Senator says he won’t yet lift hold on Cobert’s confirmation

Sen. David Vitter (R-La.) said he's continuing his hold on Beth Cobert's nomination to be the Office of Personnel Management's acting director, because he isn't...

One senator says he will continue his hold on Beth Cobert’s nomination to be the permanent Office of Personnel Management director.

Sen. David Vitter (R-La.) said he isn’t satisfied with OPM’s response to his questions about a final rule that lets members of Congress and their staff buy health insurance on the Small Business Health Options Plan (SHOP) exchange. And he’s blaming OPM — as well as members of Congress — for being complicit to an exemption in the Affordable Care Act that members shouldn’t have.

David Vitter
Sen. David Vitter (R-La.)

“I would welcome this being corrected either legislatively or administratively, and I’ve suggested numerous ways in which this can be done,” he wrote in a May 11 letter to Senate members. “In the meantime, I will maintain my hold on the nomination of Beth Cobert to become director of OPM.”

At issue is a final rule OPM published in October 2013, well before Cobert assumed her role as the agency’s acting director last July. When it was published, Vitter asked OPM leadership to answer several questions about the agency’s thought process behind the rule, as well as any documents and correspondence between OPM, the White House and members of Congress.
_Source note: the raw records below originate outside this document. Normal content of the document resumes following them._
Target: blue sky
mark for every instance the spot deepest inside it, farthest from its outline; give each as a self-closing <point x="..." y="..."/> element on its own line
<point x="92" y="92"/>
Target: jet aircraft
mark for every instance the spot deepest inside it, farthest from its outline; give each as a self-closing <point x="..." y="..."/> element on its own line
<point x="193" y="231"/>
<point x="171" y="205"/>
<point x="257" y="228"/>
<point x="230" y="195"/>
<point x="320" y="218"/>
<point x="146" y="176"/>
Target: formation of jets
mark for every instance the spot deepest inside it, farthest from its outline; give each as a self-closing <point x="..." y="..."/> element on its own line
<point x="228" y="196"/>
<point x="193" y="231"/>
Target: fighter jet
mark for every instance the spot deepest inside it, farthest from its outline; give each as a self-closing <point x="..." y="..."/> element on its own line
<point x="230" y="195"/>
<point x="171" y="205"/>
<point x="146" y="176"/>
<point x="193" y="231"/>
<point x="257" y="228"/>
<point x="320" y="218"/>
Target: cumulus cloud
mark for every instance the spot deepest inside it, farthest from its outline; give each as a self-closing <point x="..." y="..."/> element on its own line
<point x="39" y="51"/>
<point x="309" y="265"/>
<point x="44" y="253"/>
Vitter never got a response but sent a similar query to Cobert, threatening to stall her confirmation two days prior to her nomination hearing before the Senate Homeland Security and Governmental Affairs Committee.

OPM responded to Vitter March 15, but the agency’s director of congressional, legislative and intergovernmental affairs — rather than Cobert — signed the letter, according to a briefing Vitter’s staff put together on OPM’s response.

The issue is whether OPM permits Congress to be considered a small business. Small businesses with no more than 100 employees can typically purchase health care through the SHOP exchange, the Affordable Care Act says.

But Congress employs roughly 16,000 people, Vitter said, meaning Congress could not qualify for small business status.

According to OPM’s response to Vitter, the agency doesn’t see an issue with ACA exemption.

“OPM does not take the position that Congress is a small employer, nor has OPM taken such a position in the past,” the agency wrote in response. “Nothing in the proposed or final rule indicates that Congress shall be considered a small employer.”

But Vitter disagrees.

“OPM deliberately misinterpreted the ACA, and OPM’s assertion that it does not and has not taken a position that Congress is a small employer is simply false,” the briefing said. “In promulgating the final rule, OPM clearly decided to treat Congress as a small employer, and yet continues to deny it has any position, one way or the other.”

Vitter also said members of Congress played a role in letting the branch continue with the ACA exemption.

“Both the House and Senate, through unnamed staff, officially certified in writing that each body employed 45 persons in order to qualify for the D.C. Small Business Exchange,” he wrote in his letter Congress.

Vitter said OPM also didn’t provide full answers to all of his questions. The agency did give Vitter’s staff copies of emails and other documents between OPM and members of Congress on this topic. But the agency said it didn’t correspond with White House staff as it developed the final rule.

Despite some concern over this particular issue, the Senate Homeland Security and Governmental Affairs Committee voted 15-0 in February to move Cobert’s nomination forward. Committee Chairman Ron Johnson (R-Wis.) said he agreed to move Cobert’s nomination forward because she agreed to “accommodate [congressional] oversight needs.”

Committee Ranking Member Tom Carper (D-Del.), as well as other members of Congress, have been particularly vocal in calling for the Senate to confirm Cobert quickly.

House Oversight and Government Reform Committee Chairman Jason Chaffetz (R-Utah) and Ranking Member Elijah Cummings (D-Md.) expressed their support for Cobert in a March 3 letter to Senate leadership, calling her “competent and qualified.”